When they reached the Fairy Knowe, he spoke the same words that he
had spoken the night before. “Open, open, Green Hill, and let the
young Prince in with his horse and his hound.” And when the Green
Hill opened, Katherine added softly, “And his lady behind him.” So
they all passed in together.
Katherine seated herself on a stone, and looked around her. The same
revels were going on as yesternight, and the Prince was soon in the
thick of them, dancing and laughing madly. The girl watched him
narrowly, wondering if she would ever be able to find out what would
restore him to his right mind; and, as she was watching him, the
same little bairn who had played with the magic wand came up to her
again. Only this time he was playing with a little bird.

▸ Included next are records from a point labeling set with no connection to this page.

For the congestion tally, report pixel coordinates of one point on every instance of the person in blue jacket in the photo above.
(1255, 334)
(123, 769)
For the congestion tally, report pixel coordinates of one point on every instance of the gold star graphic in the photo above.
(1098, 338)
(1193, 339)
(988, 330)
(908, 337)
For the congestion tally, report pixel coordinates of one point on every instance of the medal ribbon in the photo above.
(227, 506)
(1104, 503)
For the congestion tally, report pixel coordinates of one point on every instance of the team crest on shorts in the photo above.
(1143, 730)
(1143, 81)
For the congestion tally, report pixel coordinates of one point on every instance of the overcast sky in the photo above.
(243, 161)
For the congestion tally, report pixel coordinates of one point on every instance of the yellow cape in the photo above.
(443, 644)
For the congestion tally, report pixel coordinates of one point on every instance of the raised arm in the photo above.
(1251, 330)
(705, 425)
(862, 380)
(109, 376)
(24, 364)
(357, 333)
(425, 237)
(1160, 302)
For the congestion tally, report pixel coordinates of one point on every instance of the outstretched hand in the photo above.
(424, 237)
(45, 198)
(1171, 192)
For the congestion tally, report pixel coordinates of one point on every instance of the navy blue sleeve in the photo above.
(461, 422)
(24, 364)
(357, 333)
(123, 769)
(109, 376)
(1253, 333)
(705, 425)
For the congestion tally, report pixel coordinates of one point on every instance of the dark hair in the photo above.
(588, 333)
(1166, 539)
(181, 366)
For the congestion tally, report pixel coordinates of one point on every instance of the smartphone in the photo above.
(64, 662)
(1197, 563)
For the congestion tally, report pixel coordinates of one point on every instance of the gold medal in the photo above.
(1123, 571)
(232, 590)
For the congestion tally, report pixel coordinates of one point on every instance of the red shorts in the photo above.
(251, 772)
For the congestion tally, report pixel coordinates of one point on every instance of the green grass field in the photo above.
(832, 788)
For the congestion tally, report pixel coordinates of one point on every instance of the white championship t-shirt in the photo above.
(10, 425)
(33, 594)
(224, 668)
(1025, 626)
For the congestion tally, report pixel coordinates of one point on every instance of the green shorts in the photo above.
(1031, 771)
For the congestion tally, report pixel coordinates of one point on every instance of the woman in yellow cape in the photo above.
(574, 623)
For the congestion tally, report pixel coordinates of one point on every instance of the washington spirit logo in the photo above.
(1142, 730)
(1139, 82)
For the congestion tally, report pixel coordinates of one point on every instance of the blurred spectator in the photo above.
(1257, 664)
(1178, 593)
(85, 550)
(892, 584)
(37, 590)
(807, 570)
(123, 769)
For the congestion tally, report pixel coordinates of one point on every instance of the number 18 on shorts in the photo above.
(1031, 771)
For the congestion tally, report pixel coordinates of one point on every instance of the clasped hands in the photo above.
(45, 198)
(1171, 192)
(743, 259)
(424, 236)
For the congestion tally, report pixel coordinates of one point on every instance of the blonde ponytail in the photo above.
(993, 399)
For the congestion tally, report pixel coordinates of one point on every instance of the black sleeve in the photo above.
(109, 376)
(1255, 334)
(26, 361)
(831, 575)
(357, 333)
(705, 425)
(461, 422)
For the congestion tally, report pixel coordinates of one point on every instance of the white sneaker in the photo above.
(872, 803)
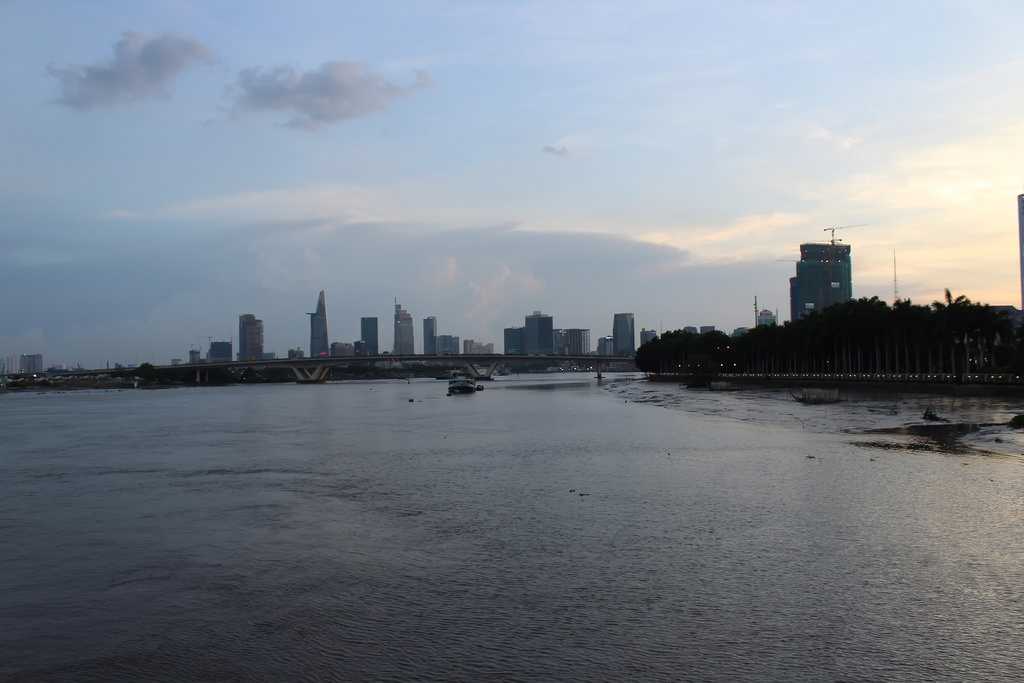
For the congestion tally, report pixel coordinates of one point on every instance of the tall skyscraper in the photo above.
(318, 345)
(430, 336)
(573, 341)
(448, 345)
(219, 351)
(369, 336)
(250, 338)
(624, 334)
(403, 336)
(766, 318)
(513, 341)
(539, 334)
(1020, 225)
(824, 276)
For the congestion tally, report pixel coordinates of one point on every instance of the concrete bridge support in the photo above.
(315, 375)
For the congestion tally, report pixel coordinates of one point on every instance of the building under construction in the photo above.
(824, 276)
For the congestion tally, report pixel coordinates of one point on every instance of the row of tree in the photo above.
(954, 336)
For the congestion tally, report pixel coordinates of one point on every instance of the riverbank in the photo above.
(943, 388)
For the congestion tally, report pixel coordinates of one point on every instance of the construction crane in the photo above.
(833, 229)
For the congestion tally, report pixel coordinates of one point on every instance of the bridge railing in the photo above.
(922, 378)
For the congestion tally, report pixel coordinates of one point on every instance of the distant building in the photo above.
(824, 276)
(513, 341)
(369, 335)
(448, 345)
(219, 351)
(403, 336)
(317, 329)
(430, 336)
(572, 341)
(624, 334)
(472, 346)
(31, 363)
(539, 334)
(343, 348)
(250, 338)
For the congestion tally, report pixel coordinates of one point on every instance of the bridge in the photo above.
(317, 370)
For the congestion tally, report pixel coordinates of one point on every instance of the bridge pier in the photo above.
(316, 375)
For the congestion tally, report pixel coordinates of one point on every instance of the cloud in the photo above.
(556, 150)
(336, 91)
(826, 136)
(141, 68)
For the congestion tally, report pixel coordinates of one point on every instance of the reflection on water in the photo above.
(546, 528)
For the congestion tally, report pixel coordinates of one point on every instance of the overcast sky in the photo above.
(167, 165)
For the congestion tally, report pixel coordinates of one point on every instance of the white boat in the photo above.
(461, 383)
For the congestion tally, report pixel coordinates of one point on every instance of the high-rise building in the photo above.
(219, 351)
(448, 345)
(824, 276)
(369, 336)
(624, 333)
(1020, 225)
(766, 318)
(250, 338)
(572, 341)
(342, 348)
(403, 336)
(513, 341)
(429, 336)
(539, 334)
(473, 346)
(317, 330)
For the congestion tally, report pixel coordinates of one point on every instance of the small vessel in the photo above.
(461, 383)
(816, 396)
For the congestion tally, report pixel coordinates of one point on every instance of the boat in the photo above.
(461, 383)
(816, 396)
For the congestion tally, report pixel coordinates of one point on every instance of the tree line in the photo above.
(954, 336)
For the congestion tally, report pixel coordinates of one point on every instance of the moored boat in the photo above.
(461, 383)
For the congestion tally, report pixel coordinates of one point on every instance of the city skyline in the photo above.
(632, 176)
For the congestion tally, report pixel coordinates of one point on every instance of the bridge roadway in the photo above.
(317, 369)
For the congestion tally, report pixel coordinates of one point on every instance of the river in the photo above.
(545, 528)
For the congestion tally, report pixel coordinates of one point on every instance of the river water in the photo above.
(548, 527)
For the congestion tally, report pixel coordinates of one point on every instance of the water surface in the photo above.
(343, 532)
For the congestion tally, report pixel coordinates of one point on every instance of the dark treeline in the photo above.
(954, 336)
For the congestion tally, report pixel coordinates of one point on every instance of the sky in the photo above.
(168, 165)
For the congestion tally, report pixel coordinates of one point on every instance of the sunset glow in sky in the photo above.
(168, 165)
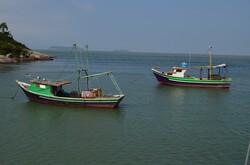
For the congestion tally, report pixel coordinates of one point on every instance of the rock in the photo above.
(6, 60)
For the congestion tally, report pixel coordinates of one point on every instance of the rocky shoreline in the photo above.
(32, 56)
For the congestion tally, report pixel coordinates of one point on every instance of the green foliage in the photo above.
(9, 45)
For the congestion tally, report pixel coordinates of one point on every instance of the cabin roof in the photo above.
(50, 83)
(216, 66)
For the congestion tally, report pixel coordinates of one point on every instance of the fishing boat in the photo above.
(216, 76)
(48, 91)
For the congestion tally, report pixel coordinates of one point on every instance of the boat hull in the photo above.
(165, 79)
(105, 102)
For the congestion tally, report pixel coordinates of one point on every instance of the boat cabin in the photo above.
(53, 88)
(177, 72)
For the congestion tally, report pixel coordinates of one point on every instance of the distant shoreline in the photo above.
(33, 56)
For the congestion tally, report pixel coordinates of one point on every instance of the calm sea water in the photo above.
(154, 124)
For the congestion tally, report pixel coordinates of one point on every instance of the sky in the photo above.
(168, 26)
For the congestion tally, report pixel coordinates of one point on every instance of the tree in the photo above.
(3, 26)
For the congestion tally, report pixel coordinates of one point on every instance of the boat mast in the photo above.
(87, 65)
(210, 66)
(77, 70)
(87, 59)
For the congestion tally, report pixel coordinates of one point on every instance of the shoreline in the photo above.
(32, 56)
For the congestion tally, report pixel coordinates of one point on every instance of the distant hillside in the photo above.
(8, 45)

And as he played, one of the dancers passed by, and, turning to her
partner, said lightly, “Three bites of that birdie would lift the
Prince’s sickness, and make him as well as he ever was.” Then she
joined in the dance again, leaving Katherine sitting upright on her
stone quivering with excitement.
If only she could get that bird the Prince might be cured! Very
carefully she began to shake some nuts out of her pocket, and roll
them across the floor towards the child.
He picked them up eagerly, letting go the bird as he did so; and, in
an instant, Katherine caught it, and hid it under her apron.
In no long time after that the cock crew, and the Prince and she set
out on their homeward ride. But this morning, instead of cracking
nuts, she killed and plucked the bird, scattering its feathers all
along the road; and the instant she gained the Prince's room, and
had seen him safely into bed, she put it on a spit in front of the
fire and began to roast it.
And soon it began to frizzle, and get brown, and smell deliciously,
and the Prince, in his bed in the corner, opened his eyes and
murmured faintly, “How I wish I had a bite of that birdie."
When she heard the words Katherine's heart jumped for joy, and as
soon as the bird was roasted she cut a little piece from its breast
and popped it into the Prince's mouth.
When he had eaten it his strength seemed to come back somewhat, for
he rose on his elbow and looked at his nurse. “Oh! if I had but
another bite of that birdie!" he said. And his voice was certainly
So Katherine gave him another piece, and when he had eaten that he
sat right up in bed.
"Oh! if I had but a third bite o' that birdie!" he cried. And now
the colour was coming back into his face, and his eyes were shining.
This time Katherine brought him the whole of the rest of the bird;
and he ate it up greedily, picking the bones quite clean with his
fingers; and when it was finished, he sprang out of bed and dressed
himself, and sat down by the fire.
And when the King came in the morning, with his old housekeeper at
his back, to see how the Prince was, he found him sitting cracking
nuts with his nurse, for Katherine had brought home quite a lot in
her apron pocket.
The King was so delighted to find his son cured that he gave all the
credit to Katherine Crackernuts, as he called her, and he gave
orders at once that the Prince should marry her. “For," said he, “a
maiden who is such a good nurse is sure to make a good Queen."
The Prince was quite willing to do as his father bade him; and,
while they were talking together, his younger brother came in,
leading Princess Velvet-Cheek by the hand, whose acquaintance he had
made but yesterday, declaring that he had fallen in love with her,
and that he wanted to marry her immediately.
So it all fell out very well, and everybody was quite pleased; and
the two weddings took place at once, and, unless they be dead
sinsyne, the young couples are living yet.